XML just celebrated its 10th birthday anniversary this summer.
As Jon Bosak notes on the History of XML:
Many people know that XML grew out of the expertise of the SGML community, but few people realize even today that the whole two-year effort to develop XML was organized, led, and underwritten by Sun.
What began as a “stripped down” data-oriented SGML (driven by similar simplicity arguments that also led to HTML) has now truly become the ‘eggplant that ate Chicago.’ All of the WS* dialects, RDF, OWL, BP* (business process), etc., are now ubiquitously expressed in XML. Do you know of any serious enterprise app that today does not express its data exchange or configuration files in anything but XML?
Yet, within the last decade, there were learned fights and advocacies for such standards as ASN.1, CDF, HDF, EDI, yeech, yeech . . . . How did XML so easily win without a whimper; how did this come to pass?
That question is one of those that launched a 1000 theses.

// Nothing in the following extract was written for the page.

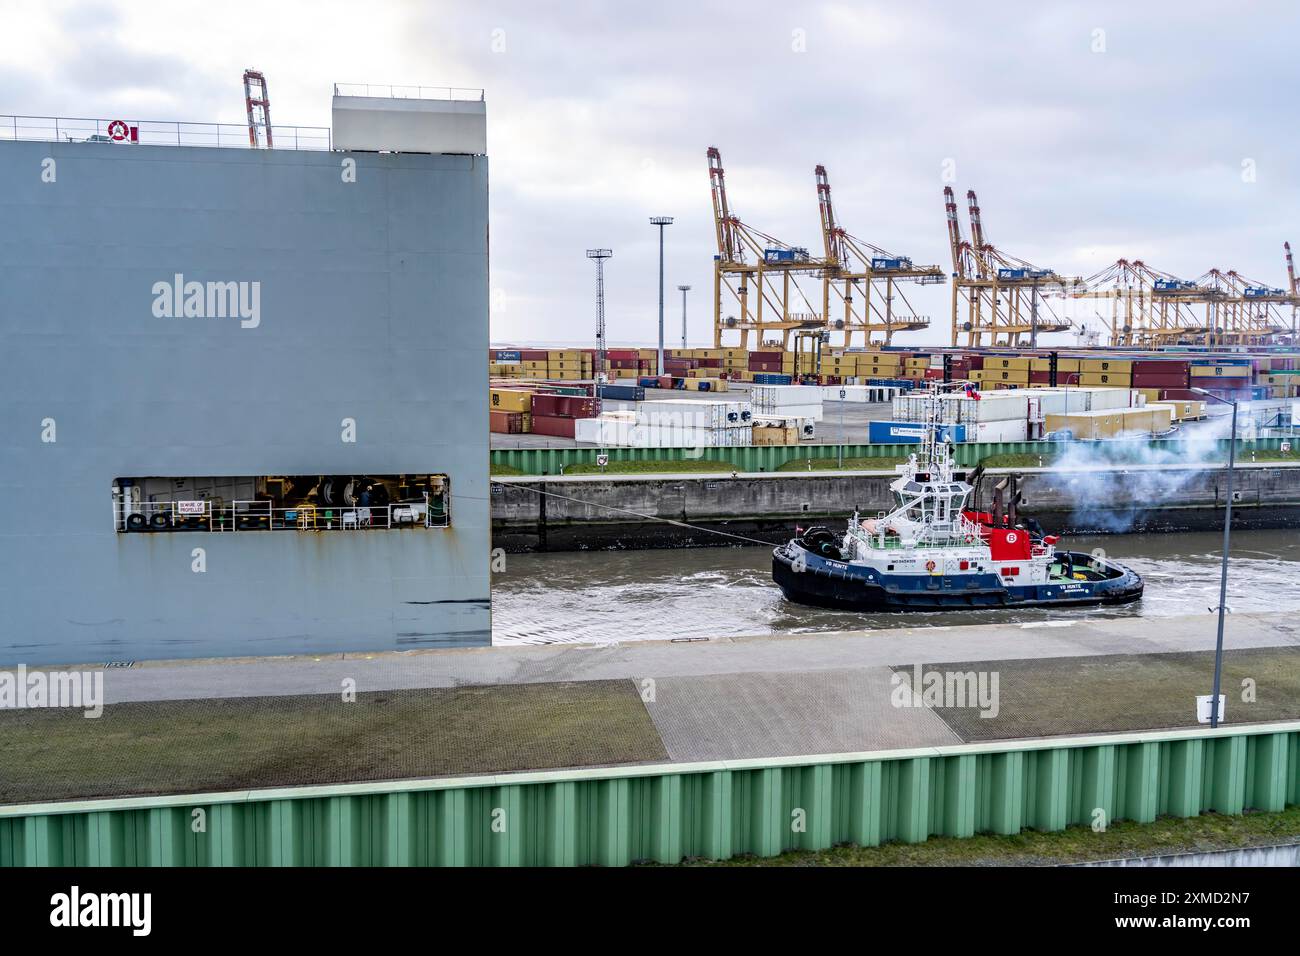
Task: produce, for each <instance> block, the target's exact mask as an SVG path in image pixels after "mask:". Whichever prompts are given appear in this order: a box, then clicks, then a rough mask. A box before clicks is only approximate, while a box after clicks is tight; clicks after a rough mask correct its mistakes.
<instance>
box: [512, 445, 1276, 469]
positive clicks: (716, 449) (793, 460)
mask: <svg viewBox="0 0 1300 956" xmlns="http://www.w3.org/2000/svg"><path fill="white" fill-rule="evenodd" d="M1282 442H1283V438H1258V440H1251V441H1247V440H1238V457H1239V458H1240V459H1243V460H1249V455H1251V450H1252V449H1253V450H1278V449H1279V447H1281V446H1282ZM1217 445H1218V447H1217V450H1216V451H1214V453H1213V455H1210V458H1222V459H1223V460H1225V462H1226V460H1227V440H1226V438H1225V440H1221V441H1218V442H1217ZM1062 447H1069V446H1065V445H1062V444H1060V442H1043V441H1010V442H965V444H959V445H956V446H954V450H956V459H957V463H958V464H961V466H967V467H970V466H975V464H979V463H980V462H982V460H983V459H985V458H988V457H989V455H1049V454H1053V453H1056V451H1060V450H1061V449H1062ZM1088 447H1089V449H1091V447H1097V449H1099V458H1100V454H1106V455H1108V457H1109V455H1113V457H1117V458H1118V459H1121V460H1128V459H1135V458H1138V457H1140V454H1141V453H1143V451H1144V450H1154V451H1160V453H1162V454H1165V455H1167V457H1169V458H1170V459H1186V460H1203V459H1204V458H1205V446H1204V444H1196V445H1195V446H1193V445H1191V444H1190V442H1187V441H1186V440H1177V438H1164V440H1161V438H1156V440H1151V441H1125V442H1109V444H1108V446H1106V447H1104V449H1102V447H1100V446H1099V445H1096V444H1089V445H1088ZM915 450H917V446H915V445H807V444H805V445H745V446H738V447H703V449H702V447H671V449H624V447H607V449H597V447H582V449H578V447H552V449H493V451H491V463H493V464H494V466H506V467H508V468H516V470H519V471H520V472H523V473H524V475H559V473H560V470H562V468H568V467H569V466H573V464H595V457H597V455H608V457H610V460H611V462H684V460H701V459H702V460H710V462H718V463H719V466H720V467H722V468H723V470H736V471H746V472H758V471H776V470H777V468H780V467H781V466H783V464H787V463H788V462H803V460H807V459H809V458H813V459H836V460H839V458H840V457H841V455H842V457H844V458H900V457H906V455H907V454H909V453H911V451H915Z"/></svg>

The ubiquity of the Internet and emerging transmission speeds won earlier arguments about abstraction and date transfer effiiciency. XML looks (is!) inefficient, and adds many characters, but transmitting these longer strings is no longer a bottleneck. The simplest answer as to “why” XML won the day is that earlier limits of slow network transmission speeds, now in part being overcome through faster networks and the availablitiy of general, fast parsers, altered the winning equation. Direct, text-based expression leads to simple solutions, even though computer scientists who focused for years on optimal network transmissivity cringe. Yeoh!
In other words, initially data transfer protocols of the past couple of decades erred on the side of elegance and parsimony. Too bad that interconnection speeds (importantly translated through the sieve of what is immediately of actual interest) have bludgeoned prior sensitivities toward elegance. If it parses, do it! Happy brithday!